I was planning on using the built-in pin-by-pin control. However, I decided to simplify this and just transmit the motion over serial.
void setup()
The Arduino code:

void setup()
{
  Serial.begin(9600);
  pinMode(A0, INPUT);
  pinMode(A1, INPUT);
  digitalWrite(A0, HIGH);
  digitalWrite(A1, HIGH);
}

void loop() 
{
  int voltin0 = analogRead(A0);
  int voltin1 = analogRead(A1);
  Serial.println(voltin0 - voltin1);
  delay(5);
}

I haven't written the Processing code yet.

  pinMode(A0, INPUT);
  pinMode(A1, INPUT);
  digitalWrite(A0, HIGH);
  digitalWrite(A1, HIGH);

The A0 and A1 aliases are for when you want to use analog pins as digital pins. That's what this part looks like you want to do.

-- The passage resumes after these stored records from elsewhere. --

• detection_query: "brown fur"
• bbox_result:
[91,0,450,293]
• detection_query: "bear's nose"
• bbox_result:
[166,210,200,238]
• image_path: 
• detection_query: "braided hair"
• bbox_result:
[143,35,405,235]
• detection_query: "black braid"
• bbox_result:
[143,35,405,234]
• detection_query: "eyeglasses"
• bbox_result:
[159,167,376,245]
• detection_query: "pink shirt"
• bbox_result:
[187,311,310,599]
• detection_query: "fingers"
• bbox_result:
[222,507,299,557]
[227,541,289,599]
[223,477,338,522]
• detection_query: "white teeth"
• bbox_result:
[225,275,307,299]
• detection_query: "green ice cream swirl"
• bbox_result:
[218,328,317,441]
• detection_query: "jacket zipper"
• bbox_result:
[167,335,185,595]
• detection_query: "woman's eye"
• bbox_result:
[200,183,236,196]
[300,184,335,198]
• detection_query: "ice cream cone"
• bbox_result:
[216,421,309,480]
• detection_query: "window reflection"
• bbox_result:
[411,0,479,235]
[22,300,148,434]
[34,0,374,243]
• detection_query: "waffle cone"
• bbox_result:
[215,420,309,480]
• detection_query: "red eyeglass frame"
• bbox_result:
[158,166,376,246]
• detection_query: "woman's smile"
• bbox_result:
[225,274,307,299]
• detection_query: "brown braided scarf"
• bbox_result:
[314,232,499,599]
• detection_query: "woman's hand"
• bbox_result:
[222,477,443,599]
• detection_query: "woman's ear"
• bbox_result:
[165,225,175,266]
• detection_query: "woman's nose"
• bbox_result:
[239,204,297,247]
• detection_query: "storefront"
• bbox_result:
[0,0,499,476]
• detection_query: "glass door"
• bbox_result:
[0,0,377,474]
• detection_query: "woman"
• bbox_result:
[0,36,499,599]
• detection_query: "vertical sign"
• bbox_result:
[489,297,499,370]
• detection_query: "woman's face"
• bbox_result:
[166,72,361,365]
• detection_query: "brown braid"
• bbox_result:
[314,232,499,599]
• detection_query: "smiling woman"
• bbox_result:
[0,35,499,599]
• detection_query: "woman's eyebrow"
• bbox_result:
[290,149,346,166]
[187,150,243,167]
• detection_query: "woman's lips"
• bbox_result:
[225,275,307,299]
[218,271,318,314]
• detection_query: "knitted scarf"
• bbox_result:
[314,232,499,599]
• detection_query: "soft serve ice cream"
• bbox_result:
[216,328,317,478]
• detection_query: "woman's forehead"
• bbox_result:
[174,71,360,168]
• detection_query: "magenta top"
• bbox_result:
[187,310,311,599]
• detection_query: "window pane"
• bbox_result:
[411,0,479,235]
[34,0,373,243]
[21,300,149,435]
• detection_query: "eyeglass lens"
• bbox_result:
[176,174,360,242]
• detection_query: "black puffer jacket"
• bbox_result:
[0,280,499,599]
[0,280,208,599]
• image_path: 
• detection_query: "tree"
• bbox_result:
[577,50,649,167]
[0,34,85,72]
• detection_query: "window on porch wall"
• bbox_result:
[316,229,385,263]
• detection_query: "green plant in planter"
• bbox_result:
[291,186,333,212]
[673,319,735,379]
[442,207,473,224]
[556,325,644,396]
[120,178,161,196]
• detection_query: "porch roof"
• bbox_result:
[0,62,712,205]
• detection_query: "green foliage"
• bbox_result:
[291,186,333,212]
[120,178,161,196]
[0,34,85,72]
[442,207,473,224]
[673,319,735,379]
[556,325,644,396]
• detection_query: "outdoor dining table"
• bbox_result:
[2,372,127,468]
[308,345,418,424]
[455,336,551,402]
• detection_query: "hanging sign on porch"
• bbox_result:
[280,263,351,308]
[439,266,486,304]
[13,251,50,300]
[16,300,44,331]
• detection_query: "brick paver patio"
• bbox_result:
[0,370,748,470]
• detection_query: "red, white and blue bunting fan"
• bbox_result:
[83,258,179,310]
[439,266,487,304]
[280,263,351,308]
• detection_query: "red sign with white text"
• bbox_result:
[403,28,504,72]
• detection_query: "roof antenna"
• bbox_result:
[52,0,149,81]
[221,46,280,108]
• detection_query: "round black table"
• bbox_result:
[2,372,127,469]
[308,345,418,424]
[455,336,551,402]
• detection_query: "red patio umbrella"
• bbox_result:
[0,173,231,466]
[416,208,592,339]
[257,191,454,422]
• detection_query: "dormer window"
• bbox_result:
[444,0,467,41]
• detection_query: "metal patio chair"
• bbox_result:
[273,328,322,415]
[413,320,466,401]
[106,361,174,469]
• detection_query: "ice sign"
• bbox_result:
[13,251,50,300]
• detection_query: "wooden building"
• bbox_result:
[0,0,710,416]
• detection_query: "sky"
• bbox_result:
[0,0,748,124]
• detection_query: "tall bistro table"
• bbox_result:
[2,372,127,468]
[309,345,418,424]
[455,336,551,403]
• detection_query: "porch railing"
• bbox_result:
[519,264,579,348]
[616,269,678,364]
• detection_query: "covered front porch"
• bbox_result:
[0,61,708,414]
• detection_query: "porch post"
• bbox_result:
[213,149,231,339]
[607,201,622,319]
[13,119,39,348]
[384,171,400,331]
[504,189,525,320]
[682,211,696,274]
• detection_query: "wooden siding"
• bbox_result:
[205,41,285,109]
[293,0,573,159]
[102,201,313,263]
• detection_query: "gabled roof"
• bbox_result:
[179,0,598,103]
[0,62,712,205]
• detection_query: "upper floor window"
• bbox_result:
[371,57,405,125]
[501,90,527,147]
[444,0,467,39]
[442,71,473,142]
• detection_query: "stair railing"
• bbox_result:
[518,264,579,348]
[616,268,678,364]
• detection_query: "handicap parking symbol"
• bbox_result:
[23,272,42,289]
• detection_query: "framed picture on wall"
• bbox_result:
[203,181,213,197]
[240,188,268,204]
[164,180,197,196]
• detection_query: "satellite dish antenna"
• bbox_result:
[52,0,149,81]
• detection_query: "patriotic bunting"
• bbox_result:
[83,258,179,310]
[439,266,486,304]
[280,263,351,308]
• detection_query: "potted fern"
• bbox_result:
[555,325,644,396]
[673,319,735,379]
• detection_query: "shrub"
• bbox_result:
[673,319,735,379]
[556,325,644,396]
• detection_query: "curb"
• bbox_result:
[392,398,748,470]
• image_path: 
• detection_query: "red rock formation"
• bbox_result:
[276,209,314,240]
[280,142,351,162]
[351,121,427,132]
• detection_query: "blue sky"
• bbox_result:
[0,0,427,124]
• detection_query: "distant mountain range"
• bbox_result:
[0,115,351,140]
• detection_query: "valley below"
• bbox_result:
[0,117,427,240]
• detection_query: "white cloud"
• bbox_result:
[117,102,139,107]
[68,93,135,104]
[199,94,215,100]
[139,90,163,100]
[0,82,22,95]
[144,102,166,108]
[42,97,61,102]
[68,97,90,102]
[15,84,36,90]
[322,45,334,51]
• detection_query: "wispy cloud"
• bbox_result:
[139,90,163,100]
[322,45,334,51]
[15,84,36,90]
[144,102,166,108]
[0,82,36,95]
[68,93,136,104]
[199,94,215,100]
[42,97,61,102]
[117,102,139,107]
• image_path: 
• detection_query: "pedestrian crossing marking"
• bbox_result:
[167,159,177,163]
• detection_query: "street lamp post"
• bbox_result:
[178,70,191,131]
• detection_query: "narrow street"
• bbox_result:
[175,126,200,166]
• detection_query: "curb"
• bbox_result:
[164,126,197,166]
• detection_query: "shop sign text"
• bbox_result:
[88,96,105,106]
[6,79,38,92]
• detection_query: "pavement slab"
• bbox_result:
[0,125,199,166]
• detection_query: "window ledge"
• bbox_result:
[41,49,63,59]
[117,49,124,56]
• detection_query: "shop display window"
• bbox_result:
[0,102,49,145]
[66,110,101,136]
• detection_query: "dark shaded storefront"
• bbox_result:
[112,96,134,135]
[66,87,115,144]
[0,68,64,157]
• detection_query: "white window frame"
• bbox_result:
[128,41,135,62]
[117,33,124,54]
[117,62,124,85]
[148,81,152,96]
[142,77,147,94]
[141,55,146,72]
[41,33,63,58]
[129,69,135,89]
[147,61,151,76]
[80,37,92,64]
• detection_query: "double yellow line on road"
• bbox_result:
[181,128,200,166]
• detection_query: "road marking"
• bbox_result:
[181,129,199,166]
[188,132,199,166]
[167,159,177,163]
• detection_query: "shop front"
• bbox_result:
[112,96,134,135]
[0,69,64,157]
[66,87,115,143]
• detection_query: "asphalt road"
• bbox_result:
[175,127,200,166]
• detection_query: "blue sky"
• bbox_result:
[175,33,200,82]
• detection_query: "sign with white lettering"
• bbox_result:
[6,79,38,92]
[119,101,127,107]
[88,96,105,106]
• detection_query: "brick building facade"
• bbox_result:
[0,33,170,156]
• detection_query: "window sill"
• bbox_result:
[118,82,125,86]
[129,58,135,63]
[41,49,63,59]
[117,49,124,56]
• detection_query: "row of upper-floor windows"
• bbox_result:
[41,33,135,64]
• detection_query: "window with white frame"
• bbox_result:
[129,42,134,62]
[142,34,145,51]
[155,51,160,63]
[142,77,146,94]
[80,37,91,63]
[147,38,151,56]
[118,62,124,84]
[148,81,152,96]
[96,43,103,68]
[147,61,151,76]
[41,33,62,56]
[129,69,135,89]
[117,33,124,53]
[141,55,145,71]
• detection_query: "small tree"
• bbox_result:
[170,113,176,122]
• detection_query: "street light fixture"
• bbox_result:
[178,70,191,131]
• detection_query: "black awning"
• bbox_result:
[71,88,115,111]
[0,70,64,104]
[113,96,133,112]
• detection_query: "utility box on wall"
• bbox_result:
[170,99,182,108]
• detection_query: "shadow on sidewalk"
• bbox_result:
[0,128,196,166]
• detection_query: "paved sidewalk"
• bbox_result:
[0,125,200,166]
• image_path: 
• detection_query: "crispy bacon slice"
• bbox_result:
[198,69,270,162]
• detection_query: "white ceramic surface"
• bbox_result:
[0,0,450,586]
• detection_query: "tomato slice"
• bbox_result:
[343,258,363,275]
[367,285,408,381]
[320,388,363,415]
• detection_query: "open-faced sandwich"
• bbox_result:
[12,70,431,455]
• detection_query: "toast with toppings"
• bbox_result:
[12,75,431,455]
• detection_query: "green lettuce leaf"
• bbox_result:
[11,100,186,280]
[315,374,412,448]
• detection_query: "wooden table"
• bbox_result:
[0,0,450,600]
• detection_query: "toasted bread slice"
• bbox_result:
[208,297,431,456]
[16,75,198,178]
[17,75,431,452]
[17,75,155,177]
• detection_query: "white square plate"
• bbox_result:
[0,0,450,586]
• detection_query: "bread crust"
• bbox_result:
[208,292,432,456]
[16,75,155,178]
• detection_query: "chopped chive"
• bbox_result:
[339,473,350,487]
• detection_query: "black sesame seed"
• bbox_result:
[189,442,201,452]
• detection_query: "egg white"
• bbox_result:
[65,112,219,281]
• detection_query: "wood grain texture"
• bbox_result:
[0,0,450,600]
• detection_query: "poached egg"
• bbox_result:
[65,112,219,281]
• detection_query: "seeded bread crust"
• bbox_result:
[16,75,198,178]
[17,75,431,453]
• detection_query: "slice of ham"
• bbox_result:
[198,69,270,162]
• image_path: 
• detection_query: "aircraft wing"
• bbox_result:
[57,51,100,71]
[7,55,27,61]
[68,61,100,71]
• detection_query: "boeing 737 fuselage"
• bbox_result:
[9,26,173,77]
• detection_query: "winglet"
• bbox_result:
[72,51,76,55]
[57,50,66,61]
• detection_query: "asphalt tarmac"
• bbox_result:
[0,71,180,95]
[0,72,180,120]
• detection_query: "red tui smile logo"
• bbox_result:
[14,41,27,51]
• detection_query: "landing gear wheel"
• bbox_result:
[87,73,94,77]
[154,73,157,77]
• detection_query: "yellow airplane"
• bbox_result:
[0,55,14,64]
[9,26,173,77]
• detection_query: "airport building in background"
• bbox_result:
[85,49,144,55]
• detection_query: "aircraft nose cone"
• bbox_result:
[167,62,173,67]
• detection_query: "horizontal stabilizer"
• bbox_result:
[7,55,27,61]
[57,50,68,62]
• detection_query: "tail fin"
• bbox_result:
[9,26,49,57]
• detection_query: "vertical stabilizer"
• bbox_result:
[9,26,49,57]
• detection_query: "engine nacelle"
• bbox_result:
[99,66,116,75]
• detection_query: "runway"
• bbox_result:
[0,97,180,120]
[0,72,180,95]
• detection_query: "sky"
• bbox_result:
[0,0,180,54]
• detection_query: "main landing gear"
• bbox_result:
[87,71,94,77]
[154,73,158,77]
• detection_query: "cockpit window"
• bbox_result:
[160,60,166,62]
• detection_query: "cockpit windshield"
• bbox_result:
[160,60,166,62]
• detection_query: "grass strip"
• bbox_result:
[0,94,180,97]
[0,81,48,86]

  int voltin0 = analogRead(A0);
  int voltin1 = analogRead(A1);

But, this part of the code looks like you want to use the analog pins as analog pins. In which case none of that crap in setup() belongs there, since analog pins are, by definition, INPUT, and you do not want to be turning on the pullup resistors. Also, you want to use 0 and 1, not A0 and A1, to make it clear you know what you are doing.

  Serial.println(voltin0 - voltin1);
  delay(5);

So, every 5 milliseconds, you want to write potentially the same value, as a string, to the serial port.

I'd think that it would make more sense to only write when the value changes.

If what is connected to the two analog pins is from the two sides of the motor, the voltage at those pins will be the same, so you will be writing a continuous stream of 0 to the serial port.

I can't see that being useful. Even if you measured accurately the voltage or current applied to the motor, how would that information be useful? What, exactly, is that motor doing?

a linear webpage scroller.

What, exactly, is a "linear webpage scroller"?

I have the hardware side totally working at this point, the only problem is mouse emulation.
I am pulling both pins up, then hooking the two leads from the DC motor to them. When I spin the motor, which I am using as a makeshift encoder (kludgy, yeah, but I don't have an optical encoder, and it fits perfectly), one pin gets pulled down, and the serial output is (pin1 - pin2), so it outputs the difference between them. Pulling them up is to keep them from floating and randomly scrolling tiny amounts.